Now let's perform LabelBinarizer on the team column as well!

lb = LabelBinarizer()

lb.fit(X_train['team'])
lb.classes_     
lb.transform(X_train['team'])

X_train = X_train.join(
    pd.DataFrame(lb.fit_transform(X_train['team']),
    columns=lb.classes_,
    index=X_train.index))

X_train.head()
age team position stanley_cup American Canadian Finnish Russian C D G LW RW Colorado Avalanche Edmonton Oilers Pittsburgh Penguins San Jose Sharks Tampa Bay Lightning Toronto Maple Leafs Washington Capitals
12 32 Pittsburgh Penguins C 1 0 0 0 1 1 0 0 0 0 0 0 1 0 0 0 0
10 25 Toronto Maple Leafs D 0 1 0 0 0 0 1 0 0 0 0 0 0 0 0 1 0
3 22 Colorado Avalanche RW 0 0 0 1 0 0 0 0 0 1 1 0 0 0 0 0 0
11 23 Colorado Avalanche C 0 0 1 0 0 1 0 0 0 0 1 0 0 0 0 0 0
2 22 Edmonton Oilers C 0 0 1 0 0 1 0 0 0 0 0 1 0 0 0 0 0
X_test = X_test.join(
    pd.DataFrame(lb.transform(X_test['team']),
    columns=lb.classes_,    #Remembering the classes created from the original categorical column.
    index=X_test.index))

X_test = X_test.drop(columns=['team', 'position'])
X_train = X_train.drop(columns=['team', 'position'])

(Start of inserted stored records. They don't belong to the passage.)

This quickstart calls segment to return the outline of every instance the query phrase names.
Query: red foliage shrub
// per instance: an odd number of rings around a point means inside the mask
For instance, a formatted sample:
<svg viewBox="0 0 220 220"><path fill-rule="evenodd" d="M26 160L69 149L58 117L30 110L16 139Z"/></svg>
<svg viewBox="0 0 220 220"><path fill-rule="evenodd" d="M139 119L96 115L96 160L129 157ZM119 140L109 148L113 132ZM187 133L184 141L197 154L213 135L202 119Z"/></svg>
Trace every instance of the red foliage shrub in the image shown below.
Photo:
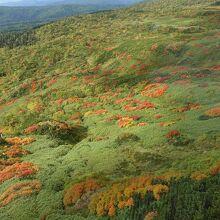
<svg viewBox="0 0 220 220"><path fill-rule="evenodd" d="M141 94L151 98L158 98L163 96L168 88L169 86L166 84L153 83L146 86Z"/></svg>
<svg viewBox="0 0 220 220"><path fill-rule="evenodd" d="M96 73L102 68L101 64L98 64L96 67L90 69L91 72Z"/></svg>
<svg viewBox="0 0 220 220"><path fill-rule="evenodd" d="M212 71L220 71L220 65L213 66L213 67L210 68L210 70L212 70Z"/></svg>
<svg viewBox="0 0 220 220"><path fill-rule="evenodd" d="M27 155L30 152L27 150L22 149L21 146L13 145L11 146L4 154L10 157L20 157L22 155Z"/></svg>
<svg viewBox="0 0 220 220"><path fill-rule="evenodd" d="M94 112L95 115L103 115L106 113L108 113L108 110L106 110L106 109L99 109Z"/></svg>
<svg viewBox="0 0 220 220"><path fill-rule="evenodd" d="M128 96L128 97L125 97L123 99L116 100L115 104L121 104L121 103L124 103L124 102L130 102L130 101L133 101L133 98L131 96Z"/></svg>
<svg viewBox="0 0 220 220"><path fill-rule="evenodd" d="M91 107L95 107L96 105L97 105L96 102L84 102L83 108L91 108Z"/></svg>
<svg viewBox="0 0 220 220"><path fill-rule="evenodd" d="M179 70L179 71L186 71L188 69L189 69L189 67L187 67L187 66L178 66L177 67L177 70Z"/></svg>
<svg viewBox="0 0 220 220"><path fill-rule="evenodd" d="M205 77L208 76L208 74L206 74L206 73L197 73L195 76L196 76L196 78L205 78Z"/></svg>
<svg viewBox="0 0 220 220"><path fill-rule="evenodd" d="M139 126L139 127L144 127L144 126L146 126L146 125L148 125L146 122L140 122L140 123L138 123L138 126Z"/></svg>
<svg viewBox="0 0 220 220"><path fill-rule="evenodd" d="M161 114L156 114L156 115L154 115L154 118L155 119L160 119L160 118L162 118L163 117L163 115L161 115Z"/></svg>
<svg viewBox="0 0 220 220"><path fill-rule="evenodd" d="M53 84L55 84L57 82L57 79L51 79L48 83L47 86L52 86Z"/></svg>
<svg viewBox="0 0 220 220"><path fill-rule="evenodd" d="M62 105L63 102L64 102L64 99L58 99L58 100L56 101L56 103L57 103L58 105Z"/></svg>
<svg viewBox="0 0 220 220"><path fill-rule="evenodd" d="M78 77L77 76L72 76L70 79L75 82L78 79Z"/></svg>
<svg viewBox="0 0 220 220"><path fill-rule="evenodd" d="M203 44L193 44L192 46L193 46L193 47L204 47Z"/></svg>
<svg viewBox="0 0 220 220"><path fill-rule="evenodd" d="M174 137L179 137L180 136L180 132L178 130L172 130L172 131L169 131L167 134L166 134L166 137L168 139L172 139Z"/></svg>
<svg viewBox="0 0 220 220"><path fill-rule="evenodd" d="M32 134L35 131L37 131L38 129L39 129L39 125L34 124L34 125L31 125L30 127L26 128L24 130L24 133L25 134Z"/></svg>
<svg viewBox="0 0 220 220"><path fill-rule="evenodd" d="M102 75L111 75L113 73L113 70L105 70L102 72Z"/></svg>
<svg viewBox="0 0 220 220"><path fill-rule="evenodd" d="M156 83L163 83L163 82L167 81L168 79L170 79L169 76L164 76L164 77L157 77L154 79L154 81Z"/></svg>
<svg viewBox="0 0 220 220"><path fill-rule="evenodd" d="M114 47L105 48L104 50L105 51L112 51L112 50L114 50Z"/></svg>
<svg viewBox="0 0 220 220"><path fill-rule="evenodd" d="M132 104L128 104L124 106L124 109L128 112L132 111L137 111L137 110L142 110L142 109L148 109L148 108L155 108L155 105L149 101L138 101L138 100L133 100L133 103L136 106L133 106Z"/></svg>
<svg viewBox="0 0 220 220"><path fill-rule="evenodd" d="M38 171L37 166L29 162L15 163L0 171L0 184L13 177L25 177Z"/></svg>
<svg viewBox="0 0 220 220"><path fill-rule="evenodd" d="M7 160L0 159L0 171L4 170L7 166L20 162L19 158L9 158Z"/></svg>
<svg viewBox="0 0 220 220"><path fill-rule="evenodd" d="M210 174L215 176L220 173L220 164L210 169Z"/></svg>
<svg viewBox="0 0 220 220"><path fill-rule="evenodd" d="M151 51L156 51L159 48L158 44L153 44L150 48Z"/></svg>
<svg viewBox="0 0 220 220"><path fill-rule="evenodd" d="M89 75L83 78L84 81L90 81L95 78L95 75Z"/></svg>
<svg viewBox="0 0 220 220"><path fill-rule="evenodd" d="M36 82L32 82L32 83L31 83L31 92L32 92L32 93L35 93L35 92L36 92L36 89L37 89L37 84L36 84Z"/></svg>

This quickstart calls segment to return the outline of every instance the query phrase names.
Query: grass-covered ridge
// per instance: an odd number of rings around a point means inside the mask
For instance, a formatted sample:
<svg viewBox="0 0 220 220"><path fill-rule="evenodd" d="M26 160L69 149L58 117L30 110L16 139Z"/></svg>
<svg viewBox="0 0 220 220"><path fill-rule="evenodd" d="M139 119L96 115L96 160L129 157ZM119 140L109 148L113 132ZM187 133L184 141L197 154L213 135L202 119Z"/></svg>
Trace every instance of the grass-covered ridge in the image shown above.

Now let's see if we can model our data...

model = LogisticRegression()

model.fit(X_train, y_train)
model.score(X_test, y_test)
/anaconda3/lib/python3.6/site-packages/sklearn/linear_model/logistic.py:433: FutureWarning: Default solver will be changed to 'lbfgs' in 0.22. Specify a solver to silence this warning.
  FutureWarning)





0.6666666666666666

SUCCESS THEY'RE THE SAME SIZE!!!

LabelBinarizer is better than pd.get_dummies because when you fit your training data it gives you back a class_ method which remembers the different categories that were created when you hot encoded your column into multiple columns. When you transform your testing data and call the class attributes that were stored when you fit your training data, even though your test data may not have samples from that specific column, it remembers that it needs to represent the column even though there are no 1s present.